Weaving festivity: Eid boom for Kashmiri embroidery
Manzoor Ahmad Sheikh, who runs a Kashmiri clothes shop in Madina Market, sees the business booming with the approach of Eidul Fitr.
“In the last two decades, the demand for Kashmiri embroidery has increased beyond our imagination,” he says. “The demand is at its peak in the last 10 days of Ramazan.”
Of Eid and excitement
Madina Market is the commercial nerve of Muzaffarabad. This is particularly evident as Eid shopping gains momentum, and women shoppers throng the area to look for the perfect Kashmiri embroidery item.
“I just bought two Kashmiri shawls and three suits with unique Kashmiri stitching and embroidery work,” says Dr Fauzia, a resident of Mirpur. “Madina Market is certainly the hub for all this, known particularly for the unique Kashmiri clothes.

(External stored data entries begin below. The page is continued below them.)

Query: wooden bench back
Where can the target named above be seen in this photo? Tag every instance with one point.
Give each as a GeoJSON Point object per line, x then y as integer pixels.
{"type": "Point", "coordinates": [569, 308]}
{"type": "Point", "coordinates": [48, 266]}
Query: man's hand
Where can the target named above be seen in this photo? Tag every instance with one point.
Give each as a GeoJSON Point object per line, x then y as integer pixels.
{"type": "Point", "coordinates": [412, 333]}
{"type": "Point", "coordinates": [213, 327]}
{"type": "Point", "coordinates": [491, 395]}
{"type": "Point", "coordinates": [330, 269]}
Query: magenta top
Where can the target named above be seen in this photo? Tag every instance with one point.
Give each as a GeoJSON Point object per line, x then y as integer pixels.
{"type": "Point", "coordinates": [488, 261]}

Today, the market, with its variations of Kashmiri karhai (stitching work and embroidery), attracts everyone – from older, professional women to young college girls.
“I’ve been coming to this old market since my childhood,” says Humaira Karim, a university student. “I come here mostly to buy shawls, but now the needlework, with handmade thread, has left me very impressed.”
According to Sheikh, the demand gets so high before Eid and the wedding season that embroidered items have to be purchased from Srinagar, in Indian Kashmir. “These are obviously more expensive than local stitching,” he explains.
Aside from the traditional Kashmiri karhai and shawls, Swati and Multani needlework is also in demand.
Let’s talk costs
Shopkeeper Yousaf Butt says Kashmiri threadwork can be affordable for everyone, depending on thread quality and quantity, and also fabric.
“The same work with cotton thread can be done on suits, shawls, saris, bridal dresses and even bedsheets,” says Butt. “However, good Kashmiri embroidery items are costly, ranging from Rs5,000 to Rs40,000.”
Tricks of the trade
Previously, the designing work was almost exclusively all done by people who migrated from Indian Kashmir in the 1990s. Now, even local designers are doing great work.
“A good number of young girls in Muzaffarabad are stitching and doing needlework at home using cotton threat,” says Manzoor Ahmad Sheikh, owner of the Srinagar Shawl House and Karhai Centre in Madina Market. “This is how they are making ends meet. People from other parts of AJK and the families of Kashmiri Diaspora are their main customers.”
The end product is often the result of a meticulous process. “Before stitching, these Kashmiri dresses are tailored through a proper technique to ensure their fitting,” explains Yousaf Butt. “Today, there are literally thousands of items for customers to choose from.”